Israel has agreed also to evacuate some settlements in the northern West Bank. But it is unlikely to give up much more than that -- until and unless the Gaza experiment proves a success.
Assume the hopeful scenario. What would come next? Many commentators argue that sooner or later Israel will have to agree to retreat to “the 1967 borders.” In reality, those are the armistice lines that separated the Israeli and Jordanian armies at the termination of the 1949 Arab-Israeli war. But those unofficial and unrecognized borders proved insecure when, in 1967, virtually all Israel's Arab neighbors attempted to “rid ourselves of Israel once and for all,'' as Egyptian Field Marshal Abdel Hakim Amer phrased it.
Sharon has surprised his critics – and infuriated many in his conservative Likud Party -- by taking real risks for peace in alliance with his erstwhile foes in the liberal Labor party. Even so, it is not conceivable that he would leave Israel more vulnerable than he found it when he took office. He will be adamant that Israel get what it has been promised: “secure and recognized borders.”
Who made that promise? The international community did, in UN Security Council Resolution 242 of Nov. 22, 1967 -- the only agreed basis for negotiations between Israel and all its Arab neighbors.
Resolution 242 also calls on Israel to relinquish land occupied in the 1967 war – but not to withdraw from all territories since, by definition, that would leave Israel without secure borders. Every American president since Lyndon Johnson has confirmed this understanding of 242.

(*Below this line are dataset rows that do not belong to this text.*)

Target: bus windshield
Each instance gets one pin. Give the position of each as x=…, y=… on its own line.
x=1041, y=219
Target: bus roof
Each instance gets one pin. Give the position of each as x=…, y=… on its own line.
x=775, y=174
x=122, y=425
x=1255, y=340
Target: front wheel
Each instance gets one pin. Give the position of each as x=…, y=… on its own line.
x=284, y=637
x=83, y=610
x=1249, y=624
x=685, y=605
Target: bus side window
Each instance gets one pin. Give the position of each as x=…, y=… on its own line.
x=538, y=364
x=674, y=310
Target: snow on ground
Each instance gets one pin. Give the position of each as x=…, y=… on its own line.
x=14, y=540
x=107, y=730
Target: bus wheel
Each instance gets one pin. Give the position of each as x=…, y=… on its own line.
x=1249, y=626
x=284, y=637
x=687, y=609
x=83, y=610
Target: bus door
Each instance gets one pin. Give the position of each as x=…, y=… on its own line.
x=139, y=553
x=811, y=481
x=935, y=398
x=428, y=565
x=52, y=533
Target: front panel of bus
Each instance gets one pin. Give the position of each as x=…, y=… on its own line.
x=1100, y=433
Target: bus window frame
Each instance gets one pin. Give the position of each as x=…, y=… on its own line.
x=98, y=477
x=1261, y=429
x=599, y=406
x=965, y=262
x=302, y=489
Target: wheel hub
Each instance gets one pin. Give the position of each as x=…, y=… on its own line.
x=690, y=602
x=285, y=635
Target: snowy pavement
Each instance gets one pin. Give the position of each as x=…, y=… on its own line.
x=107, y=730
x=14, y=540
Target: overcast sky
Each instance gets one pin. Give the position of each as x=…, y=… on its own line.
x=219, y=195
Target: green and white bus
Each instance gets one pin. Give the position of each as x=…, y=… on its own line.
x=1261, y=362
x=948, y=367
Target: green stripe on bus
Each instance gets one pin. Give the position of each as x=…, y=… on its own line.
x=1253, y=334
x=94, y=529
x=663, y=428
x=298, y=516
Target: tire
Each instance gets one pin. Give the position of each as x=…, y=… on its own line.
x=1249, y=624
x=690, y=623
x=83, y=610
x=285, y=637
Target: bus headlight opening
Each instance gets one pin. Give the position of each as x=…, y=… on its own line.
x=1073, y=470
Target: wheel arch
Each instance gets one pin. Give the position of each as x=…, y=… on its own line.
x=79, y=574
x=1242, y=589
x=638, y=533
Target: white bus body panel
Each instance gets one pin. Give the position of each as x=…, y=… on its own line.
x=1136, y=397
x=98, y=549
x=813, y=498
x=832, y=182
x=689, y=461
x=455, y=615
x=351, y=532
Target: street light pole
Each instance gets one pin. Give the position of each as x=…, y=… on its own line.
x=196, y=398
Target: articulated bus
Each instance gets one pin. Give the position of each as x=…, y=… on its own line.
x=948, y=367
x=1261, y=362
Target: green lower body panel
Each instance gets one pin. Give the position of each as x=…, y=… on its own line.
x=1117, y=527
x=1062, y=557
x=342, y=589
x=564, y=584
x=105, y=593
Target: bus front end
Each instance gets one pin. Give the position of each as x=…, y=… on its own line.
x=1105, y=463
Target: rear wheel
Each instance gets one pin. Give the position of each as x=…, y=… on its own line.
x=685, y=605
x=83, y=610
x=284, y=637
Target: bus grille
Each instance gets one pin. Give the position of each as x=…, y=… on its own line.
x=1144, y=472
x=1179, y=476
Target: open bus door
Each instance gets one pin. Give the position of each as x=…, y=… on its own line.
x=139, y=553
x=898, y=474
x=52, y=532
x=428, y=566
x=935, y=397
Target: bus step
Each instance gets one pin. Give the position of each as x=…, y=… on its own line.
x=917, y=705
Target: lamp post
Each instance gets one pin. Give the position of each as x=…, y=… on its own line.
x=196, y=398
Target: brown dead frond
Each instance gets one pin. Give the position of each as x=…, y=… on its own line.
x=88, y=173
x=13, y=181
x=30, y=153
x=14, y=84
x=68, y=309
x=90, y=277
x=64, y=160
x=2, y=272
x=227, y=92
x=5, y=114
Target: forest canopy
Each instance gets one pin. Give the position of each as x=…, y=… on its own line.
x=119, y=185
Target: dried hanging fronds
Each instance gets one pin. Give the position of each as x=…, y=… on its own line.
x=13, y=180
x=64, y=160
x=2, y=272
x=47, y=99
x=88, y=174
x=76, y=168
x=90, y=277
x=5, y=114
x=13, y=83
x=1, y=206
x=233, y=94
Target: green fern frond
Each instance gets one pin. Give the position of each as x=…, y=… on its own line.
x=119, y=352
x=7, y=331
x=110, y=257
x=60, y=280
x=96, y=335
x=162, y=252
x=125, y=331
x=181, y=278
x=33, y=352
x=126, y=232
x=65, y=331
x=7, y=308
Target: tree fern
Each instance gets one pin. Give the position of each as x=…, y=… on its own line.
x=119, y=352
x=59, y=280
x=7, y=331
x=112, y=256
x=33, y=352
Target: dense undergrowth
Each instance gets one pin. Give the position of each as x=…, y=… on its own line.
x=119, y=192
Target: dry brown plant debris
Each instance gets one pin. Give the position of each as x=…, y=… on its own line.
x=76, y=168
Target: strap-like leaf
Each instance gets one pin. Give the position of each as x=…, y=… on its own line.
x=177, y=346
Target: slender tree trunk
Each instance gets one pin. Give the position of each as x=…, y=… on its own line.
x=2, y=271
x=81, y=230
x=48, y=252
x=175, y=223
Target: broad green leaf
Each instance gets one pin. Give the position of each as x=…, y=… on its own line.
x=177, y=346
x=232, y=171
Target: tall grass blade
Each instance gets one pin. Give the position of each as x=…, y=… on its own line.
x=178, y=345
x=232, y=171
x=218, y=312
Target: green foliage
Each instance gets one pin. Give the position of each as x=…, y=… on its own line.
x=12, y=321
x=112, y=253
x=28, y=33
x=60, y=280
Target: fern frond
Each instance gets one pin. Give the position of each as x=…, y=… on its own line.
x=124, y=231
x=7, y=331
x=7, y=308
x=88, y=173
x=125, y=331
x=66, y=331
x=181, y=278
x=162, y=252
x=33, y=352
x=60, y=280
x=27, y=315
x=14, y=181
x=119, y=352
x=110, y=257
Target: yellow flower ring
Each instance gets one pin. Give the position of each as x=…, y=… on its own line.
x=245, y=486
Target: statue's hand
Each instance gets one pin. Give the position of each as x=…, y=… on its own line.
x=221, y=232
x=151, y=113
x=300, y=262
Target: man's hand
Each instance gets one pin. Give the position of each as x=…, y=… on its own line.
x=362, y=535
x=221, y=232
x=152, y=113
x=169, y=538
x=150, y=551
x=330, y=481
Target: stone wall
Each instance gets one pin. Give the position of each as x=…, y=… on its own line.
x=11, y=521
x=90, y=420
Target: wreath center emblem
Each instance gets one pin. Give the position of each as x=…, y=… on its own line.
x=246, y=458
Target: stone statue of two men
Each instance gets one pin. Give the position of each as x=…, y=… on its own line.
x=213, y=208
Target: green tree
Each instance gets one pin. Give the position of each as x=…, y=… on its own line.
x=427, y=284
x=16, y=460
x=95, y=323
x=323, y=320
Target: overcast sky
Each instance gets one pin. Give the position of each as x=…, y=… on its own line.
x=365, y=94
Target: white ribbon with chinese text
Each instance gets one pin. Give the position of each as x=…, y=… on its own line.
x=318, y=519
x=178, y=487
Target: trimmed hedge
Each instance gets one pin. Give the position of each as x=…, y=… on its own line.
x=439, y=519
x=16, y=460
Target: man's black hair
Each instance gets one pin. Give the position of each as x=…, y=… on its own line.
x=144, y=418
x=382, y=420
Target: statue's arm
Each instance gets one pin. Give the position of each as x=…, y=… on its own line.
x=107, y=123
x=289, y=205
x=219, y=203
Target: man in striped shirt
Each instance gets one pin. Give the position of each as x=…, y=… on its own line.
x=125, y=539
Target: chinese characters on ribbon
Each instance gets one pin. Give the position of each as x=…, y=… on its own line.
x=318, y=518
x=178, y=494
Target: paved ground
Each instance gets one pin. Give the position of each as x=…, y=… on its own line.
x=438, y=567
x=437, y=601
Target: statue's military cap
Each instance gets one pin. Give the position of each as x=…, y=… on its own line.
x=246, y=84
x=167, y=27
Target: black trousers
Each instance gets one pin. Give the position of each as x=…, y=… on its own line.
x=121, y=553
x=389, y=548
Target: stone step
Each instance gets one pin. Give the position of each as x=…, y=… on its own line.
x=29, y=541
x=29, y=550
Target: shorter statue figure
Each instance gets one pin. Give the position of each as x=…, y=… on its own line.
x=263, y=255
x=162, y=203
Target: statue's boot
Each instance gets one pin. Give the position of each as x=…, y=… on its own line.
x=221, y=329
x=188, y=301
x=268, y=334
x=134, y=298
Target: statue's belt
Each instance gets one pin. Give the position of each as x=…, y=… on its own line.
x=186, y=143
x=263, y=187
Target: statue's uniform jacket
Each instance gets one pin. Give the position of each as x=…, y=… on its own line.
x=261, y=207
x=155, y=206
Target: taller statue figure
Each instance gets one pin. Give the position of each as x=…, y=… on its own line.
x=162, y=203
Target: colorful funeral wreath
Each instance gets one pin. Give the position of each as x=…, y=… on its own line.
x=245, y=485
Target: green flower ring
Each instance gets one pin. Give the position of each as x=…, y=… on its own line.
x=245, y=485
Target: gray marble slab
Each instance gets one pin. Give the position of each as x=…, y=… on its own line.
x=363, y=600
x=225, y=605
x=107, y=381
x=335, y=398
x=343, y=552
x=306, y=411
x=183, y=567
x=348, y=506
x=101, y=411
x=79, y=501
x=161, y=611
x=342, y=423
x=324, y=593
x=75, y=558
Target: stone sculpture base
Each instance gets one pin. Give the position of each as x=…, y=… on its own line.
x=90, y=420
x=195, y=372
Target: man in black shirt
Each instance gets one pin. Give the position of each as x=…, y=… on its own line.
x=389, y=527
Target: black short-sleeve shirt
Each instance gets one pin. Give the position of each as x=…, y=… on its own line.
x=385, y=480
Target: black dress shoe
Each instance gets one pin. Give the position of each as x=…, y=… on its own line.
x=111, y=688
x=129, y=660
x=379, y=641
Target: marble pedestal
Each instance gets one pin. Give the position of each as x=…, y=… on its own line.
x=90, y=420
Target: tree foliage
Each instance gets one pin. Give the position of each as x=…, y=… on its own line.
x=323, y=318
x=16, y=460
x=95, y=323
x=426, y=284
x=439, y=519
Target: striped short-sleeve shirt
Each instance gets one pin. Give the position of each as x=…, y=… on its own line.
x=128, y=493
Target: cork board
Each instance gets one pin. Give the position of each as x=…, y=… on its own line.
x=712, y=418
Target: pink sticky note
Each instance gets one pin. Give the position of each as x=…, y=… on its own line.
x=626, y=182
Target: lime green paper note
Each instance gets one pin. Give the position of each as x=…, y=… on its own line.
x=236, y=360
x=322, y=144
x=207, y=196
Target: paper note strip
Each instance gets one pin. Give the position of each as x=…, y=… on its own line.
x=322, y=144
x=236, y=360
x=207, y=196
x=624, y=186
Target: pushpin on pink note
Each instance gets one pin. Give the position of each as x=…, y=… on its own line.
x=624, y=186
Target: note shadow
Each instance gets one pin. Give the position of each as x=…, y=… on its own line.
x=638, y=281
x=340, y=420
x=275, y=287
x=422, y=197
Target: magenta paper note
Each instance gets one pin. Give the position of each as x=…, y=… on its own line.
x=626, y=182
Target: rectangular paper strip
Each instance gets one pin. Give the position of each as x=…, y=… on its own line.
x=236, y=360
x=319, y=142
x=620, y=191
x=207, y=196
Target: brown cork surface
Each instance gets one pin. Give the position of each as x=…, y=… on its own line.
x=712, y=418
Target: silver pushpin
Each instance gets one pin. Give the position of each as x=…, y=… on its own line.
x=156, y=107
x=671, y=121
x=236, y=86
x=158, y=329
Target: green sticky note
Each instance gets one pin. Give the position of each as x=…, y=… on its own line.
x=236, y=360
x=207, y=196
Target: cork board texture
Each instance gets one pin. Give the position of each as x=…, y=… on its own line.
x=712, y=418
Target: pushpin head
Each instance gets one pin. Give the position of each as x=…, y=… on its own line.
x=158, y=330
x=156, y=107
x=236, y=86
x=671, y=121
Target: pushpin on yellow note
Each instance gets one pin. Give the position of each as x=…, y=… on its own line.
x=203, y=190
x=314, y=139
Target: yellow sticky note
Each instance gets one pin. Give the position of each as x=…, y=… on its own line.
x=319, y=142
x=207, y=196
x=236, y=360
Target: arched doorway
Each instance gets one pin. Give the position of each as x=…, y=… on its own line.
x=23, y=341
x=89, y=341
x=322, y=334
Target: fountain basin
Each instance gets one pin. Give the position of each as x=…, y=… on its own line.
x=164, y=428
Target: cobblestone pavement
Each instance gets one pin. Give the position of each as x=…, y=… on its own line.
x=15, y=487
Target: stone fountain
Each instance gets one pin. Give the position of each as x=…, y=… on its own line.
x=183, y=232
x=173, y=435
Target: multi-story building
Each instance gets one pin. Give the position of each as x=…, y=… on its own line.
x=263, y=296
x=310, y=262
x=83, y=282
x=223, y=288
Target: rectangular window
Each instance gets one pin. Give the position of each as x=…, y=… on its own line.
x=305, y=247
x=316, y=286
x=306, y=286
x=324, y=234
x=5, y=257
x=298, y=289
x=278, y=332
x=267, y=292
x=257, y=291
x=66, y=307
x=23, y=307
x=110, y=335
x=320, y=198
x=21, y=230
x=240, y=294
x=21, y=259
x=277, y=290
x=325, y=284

If giving up all of the West Bank would mean unacceptable insecurity, how much territory must Israel retain to be reasonably safe from future aggression? That question is being asked and answered by the Jerusalem Center for Public Affairs, a think tank headed by Dore Gold, an author, former Israeli ambassador to the United Nations and advisor to senior Israeli office holders.
Gold's approach is to focus on the “minimal territorial requirements” that will enable Israel to defend itself “based on a purely professional military perspective.” While recognizing that Israelis have national, historical, cultural and religious interests in the West Bank – formerly known as Judea and Samaria -- Gold argues that security must be Israel's “first priority in deciding how this disputed territory is to be divided.” And the goal must be to ensure Israel's survival over the long term.
The Middle East has changed since 1967 and it is possible that a historic transformation is now taking place – albeit with great pain – in Iraq, Lebanon, Egypt and other countries in the region. But no one can confidently predict what any of these countries will look like in a decade or more.
The new West Bank security barrier has prevented many suicide bombers from reaching their targets. But Gold and the military strategists working with him are convinced that a fence alone can not counter all the threats Israel needs to guard against.
Finding a formula that gives Israel secure borders while also giving Palestinians the chance to establish an independent and viable state is not impossible -- but it won't be easy. And it won't happen at all if Sharon loses the bet he is making, if turning Gaza over to the Palestinian Authority ends up putting Israelis in greater peril than they were before making this significant territorial concession.